| HN Mirror

Y	Hacker News new \| ask \| show \| jobs

by traverseda 1229 days ago

I think that they might have fixed it. I noted this as a problem with earlier meilisearch releases as well, but reading through the documentation it looks like they don't require the entire index to be in memory any more, allowing it to be a memory mapped file.

https://docs.meilisearch.com/learn/advanced/storage.html#lmd...

>For the best performance, it is recommended to provide the same amount of RAM as the size the database takes on disk, so all the data structures can fit in memory.

> [...]

>It is important to note that there is no reliable way to predict the final size of a database. This is true for just about any search engine on the market—we're just the only ones saying it out loud.
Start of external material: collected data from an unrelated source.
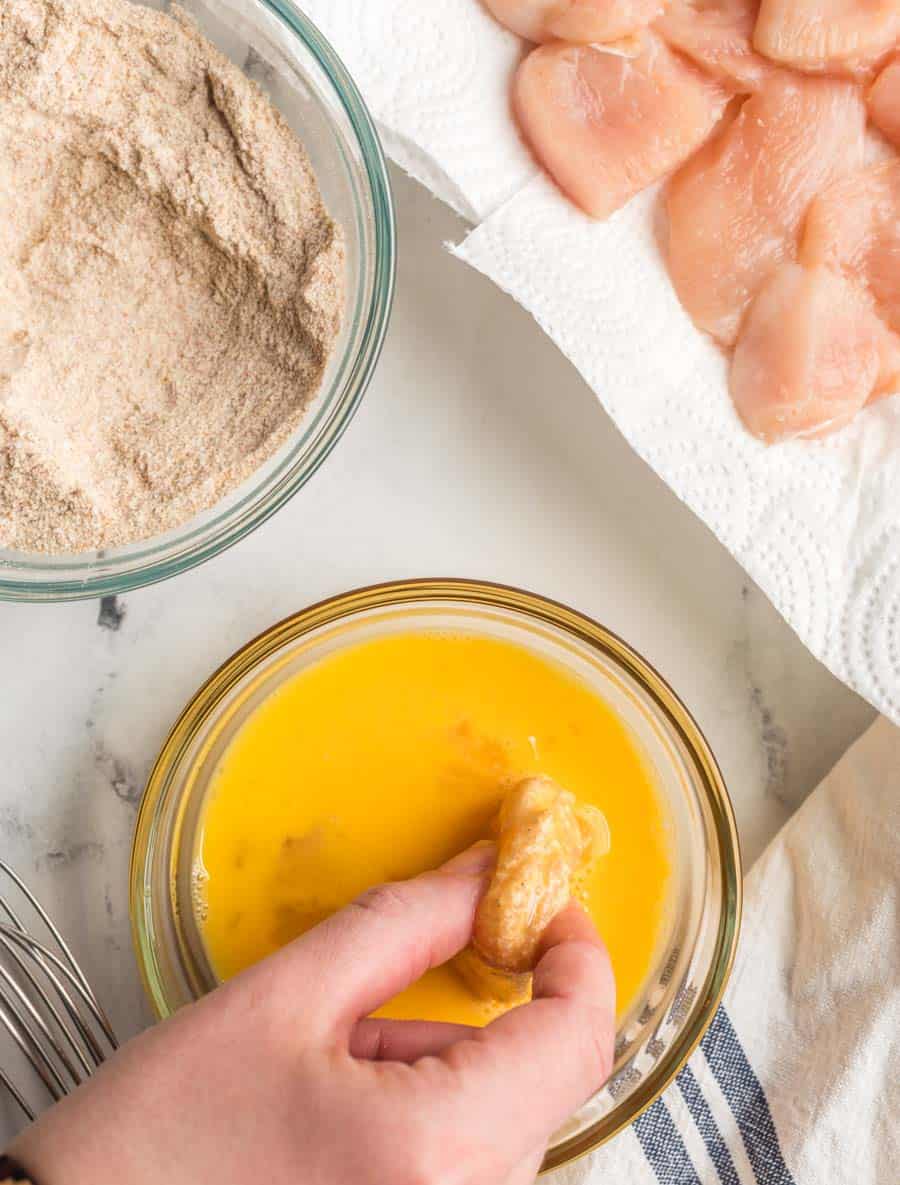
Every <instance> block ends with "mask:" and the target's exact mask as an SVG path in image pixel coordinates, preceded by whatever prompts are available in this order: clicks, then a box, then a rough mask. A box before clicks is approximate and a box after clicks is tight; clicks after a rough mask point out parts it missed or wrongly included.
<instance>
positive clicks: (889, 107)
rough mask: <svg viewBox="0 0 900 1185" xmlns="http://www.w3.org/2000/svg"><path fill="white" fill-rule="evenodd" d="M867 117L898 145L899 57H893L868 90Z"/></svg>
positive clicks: (898, 129) (889, 138)
mask: <svg viewBox="0 0 900 1185" xmlns="http://www.w3.org/2000/svg"><path fill="white" fill-rule="evenodd" d="M869 119H870V120H872V122H873V123H874V124H875V127H876V128H877V129H879V132H883V133H885V135H886V136H887V137H888V140H891V141H893V142H894V143H895V145H896V146H898V147H900V58H894V60H893V62H891V63H889V64H888V65H886V66H885V69H883V70H882V71H881V73H880V75H879V76H877V78H876V79H875V83H874V85H873V88H872V90H870V91H869Z"/></svg>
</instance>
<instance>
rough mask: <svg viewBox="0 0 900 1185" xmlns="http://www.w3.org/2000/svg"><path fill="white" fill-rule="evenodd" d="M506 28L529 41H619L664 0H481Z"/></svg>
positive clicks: (636, 26) (643, 20) (651, 18)
mask: <svg viewBox="0 0 900 1185" xmlns="http://www.w3.org/2000/svg"><path fill="white" fill-rule="evenodd" d="M484 4H485V7H486V8H487V9H489V12H491V13H492V14H493V15H494V17H496V18H497V20H498V21H499V23H500V24H502V25H505V26H506V28H510V30H512V32H513V33H518V36H519V37H524V38H525V40H528V41H551V40H555V39H556V38H558V39H560V40H562V41H581V43H585V44H587V43H589V41H618V40H619V38H621V37H630V36H631V34H632V33H637V32H638V31H639V30H642V28H644V27H645V26H646V25H649V24H650V21H651V20H652V19H653V18H655V17H656V15H658V13H659V12H660V11H662V8H663V4H664V0H484Z"/></svg>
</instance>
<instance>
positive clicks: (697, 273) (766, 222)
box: [666, 73, 866, 345]
mask: <svg viewBox="0 0 900 1185" xmlns="http://www.w3.org/2000/svg"><path fill="white" fill-rule="evenodd" d="M864 133H866V109H864V105H863V103H862V98H861V96H860V92H858V89H857V88H856V87H854V85H851V84H850V83H847V82H838V81H830V79H824V78H805V77H799V76H797V77H790V76H787V75H786V73H779V75H775V76H773V77H772V78H770V79H768V82H767V84H766V87H765V88H764V89H762V90H761V91H759V92H758V94H755V95H753V96H751V98H748V100H747V101H746V102H745V104H743V107H742V108H741V110H740V113H739V114H738V115H736V117H735V119H734V120H733V122H732V123H730V124H729V126H728V127H727V128H726V129H725V132H723V133H722V134H721V135H720V136H717V137H716V139H715V140H713V141H711V142H710V143H709V145H707V146H706V147H704V148H702V149H701V150H700V152H698V153H697V155H696V156H695V158H694V159H692V160H691V161H689V162H688V165H685V167H684V168H683V169H682V171H681V172H679V173H677V174H676V177H674V178H672V181H671V184H670V186H669V194H668V201H666V204H668V211H669V270H670V274H671V278H672V282H674V284H675V288H676V292H677V293H678V296H679V299H681V301H682V303H683V305H684V307H685V308H687V310H688V313H689V314H690V315H691V318H692V319H694V321H695V324H696V325H697V326H698V327H700V328H701V329H706V331H707V332H708V333H711V334H713V337H715V338H717V340H719V341H721V342H723V344H726V345H730V344H733V342H734V340H735V339H736V337H738V331H739V328H740V324H741V318H742V316H743V313H745V310H746V308H747V306H748V305H749V302H751V301H752V300H753V297H754V296H755V294H757V293H758V292H759V289H760V287H761V286H762V283H764V282H765V280H766V278H767V276H768V275H770V273H771V271H772V270H773V268H774V267H775V265H777V264H779V263H781V262H784V261H785V260H790V258H793V257H794V256H796V251H797V245H798V238H799V232H800V228H802V224H803V219H804V216H805V213H806V210H808V207H809V204H810V201H811V200H812V198H813V197H815V196H816V194H817V193H818V192H819V191H821V190H823V188H824V187H825V186H826V185H830V184H831V182H832V181H835V180H837V179H838V178H840V177H842V175H843V174H844V173H847V172H849V171H851V169H854V168H858V167H860V166H861V165H862V154H863V146H864Z"/></svg>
Looks like a 10MB document is taking ~200MB, from their docs. I don't think that scales linearly though, since it's a reverse index it is going to scale based on the number of unique words it finds, with each document adding a bit on top of that. You'd expect it to have a pretty big index to cover common english words, and then each document adds a bit on top of that.

Definitely seems like somewhere they could make some improvements though. Some transparent compression could probably help, and with zstd's dictionary feature it can be fine tuned to the data they're actually seeing.

Not about to replace xapian in kiwix (offline wikipedia reader) any time soon, I think.